The health sector is increasingly committed to responding and alleviating violence against women as a public health problem which has serious health consequences for women and their children.
Thirty years since the benchmark Beijing platform for women’s action Supplied with a roadmap towards equality and empowerment of women, more than 160 countries have at least a national survey on the prevalence of violence against women. This makes it possible to monitor progress on the Sustainable Development Goal (SDG) 5.2, to eliminate all forms of violence.
In 2016, the World Health Assembly approved the WHO Global Action Plan To strengthen the health system, in a multisectoral response, by approaching interpersonal violence against women, girls and children. The plan emphasizes a public health approach, the integration of prevention and response of violence into essential health services and the strengthening of links with multisectoral efforts on gender equality, human rights and sustainable development.
This plan aimed to help the Member States operationalize the resolution WHA67.15 (2014)Strengthen the role of the health system in the fight against violence, in particular against women and girls, and against children, in four areas:
- strengthen leadership and governance of the health sector through laws, policies and protocols;
- Strengthen the service and complete capacities of health sector services;
- promote prevention based on evidence; And
- Improved surveillance, surveillance and evidence to end violence against women.
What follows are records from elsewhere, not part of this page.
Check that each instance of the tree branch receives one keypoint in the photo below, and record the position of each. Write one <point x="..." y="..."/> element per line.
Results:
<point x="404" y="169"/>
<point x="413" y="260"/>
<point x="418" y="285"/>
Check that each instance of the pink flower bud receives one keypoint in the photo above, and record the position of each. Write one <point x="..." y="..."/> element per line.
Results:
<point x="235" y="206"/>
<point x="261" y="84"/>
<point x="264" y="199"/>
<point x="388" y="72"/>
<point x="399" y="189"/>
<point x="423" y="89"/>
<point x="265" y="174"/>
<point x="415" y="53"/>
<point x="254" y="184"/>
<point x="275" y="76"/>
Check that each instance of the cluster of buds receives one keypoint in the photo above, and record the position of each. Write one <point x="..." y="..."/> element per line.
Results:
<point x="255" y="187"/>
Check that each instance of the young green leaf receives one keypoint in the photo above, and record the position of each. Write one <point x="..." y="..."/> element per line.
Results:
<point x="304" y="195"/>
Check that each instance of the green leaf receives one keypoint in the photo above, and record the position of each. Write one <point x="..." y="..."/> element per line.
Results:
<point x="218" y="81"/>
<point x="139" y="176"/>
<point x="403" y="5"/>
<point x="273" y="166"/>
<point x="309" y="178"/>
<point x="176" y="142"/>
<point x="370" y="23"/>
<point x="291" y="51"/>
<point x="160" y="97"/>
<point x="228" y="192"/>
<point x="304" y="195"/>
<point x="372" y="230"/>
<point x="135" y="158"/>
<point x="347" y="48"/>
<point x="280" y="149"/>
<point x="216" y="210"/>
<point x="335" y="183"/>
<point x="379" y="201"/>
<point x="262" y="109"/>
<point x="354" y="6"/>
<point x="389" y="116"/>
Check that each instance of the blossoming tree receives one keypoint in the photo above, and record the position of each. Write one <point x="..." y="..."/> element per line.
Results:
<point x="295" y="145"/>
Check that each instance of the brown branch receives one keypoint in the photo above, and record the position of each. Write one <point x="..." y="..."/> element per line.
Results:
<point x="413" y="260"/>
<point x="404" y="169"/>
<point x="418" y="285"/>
A newly released Database of violence against women in health The progress made by countries towards commitments made in this world plan. Data from 200 countries of 48 indicators show an increasing integration of prevention and response to violence against women and girls in national health strategies and policies. More and more countries form health workers in clinical care centered on survivors for the violence of intimate partners and / or sexual violence and the adoption of standardized protocols, while the access and quality of quality care for survivors are improving.
For example, responding to Ukrainian refugees who are subject to sexual violence during the conflict, advice and training documents have been translated into polishing. The capacity building of health professionals has been institutionalized to serve refugee and local populations through the National House of Nurses and midwives and the training of WHO integrated into the programs of four universities. In 2024, nearly 500 health workers were trained and a working group led by a Polish feminist NGO – Femnoteka monitored the progress of the coverage and quality of the clinical management of violence services between rapes and intimate partners.
To date in 2025, WHO and the Special UN Program in Human Reproduction (HRP) have finalized and published several key resources that improve the ability of health systems to respond to violence in the event of emergency and non-urgency.
Take care of women subject to violence: training facilitated online for health workers Offers a virtual and interactive program that allows health providers to provide front -line empathetic support to women who experience violence, using the life approach approved by WHO. Adapted from training in person, it is designed for use in the event of an emergency or parameters with low resources where training in person is not possible, to ensure continuity of care and a response centered on survivors.
These training tools are essential to build a sustainable and integrated response of national health systems which addresses violence against women as a public health problem
Avni Amin / Unit Framework of Rights and Equality throughout the course of life at WHO and HRP
In the meantime, the Clinical management of rape and violence of intimate emergency partners: a training toolbox Offers tools to strengthen the capacities of health workers to provide clinical care to survivors. The toolbox takes up the unique challenges of humanitarian contexts by offering flexible and modular training aligned with WHO directives and the minimum initial service package for sexual and reproductive health.
“These training tools are essential to build a sustainable and integrated response of national health systems which addresses violence against women as a public health problem,” explains Avni Amin, responsible for rights and equality throughout the life course at WHO and HRP. “They help translate global commitments into actual action by making front -line health services more focused on survivors and of better quality, whatever the context.”
Research that fueling impact in the country
As the global plan points out, research is essential to clarify the programming focused on evidence. The preliminary results of a recently finished study have shown promising results of a women’s strengthening agency in the pregnancy program, an empowerment council intervention with pregnant women and girls participating in prenatal care in a hospital in the Nyarugusu refugee camp in Kigoma, Tanzania. The intervention has shown great acceptability with 82% of women registered for the study that returns more than the minimum number of sessions. He also showed an improvement in maternal mental health following the intervention, the participants having undergone a reduced probability of 44% in moderate to severe depression compared to the control group, 6 months after receiving the intervention.
By forming more than 10,000 health workers in 29 fragile and humanitarian contexts, training packages Operationalize WHO and HRP’s commitment to strengthen capacity in accordance with SDG 5.2 as well as the WHO’s commitment to ensure universal health coverage. They guarantee that the care for survivors are integrated into the responses of routine and emergency health and illustrate how WHO and HRP reflect global policy commitments in practice at the country level, guided by solid research.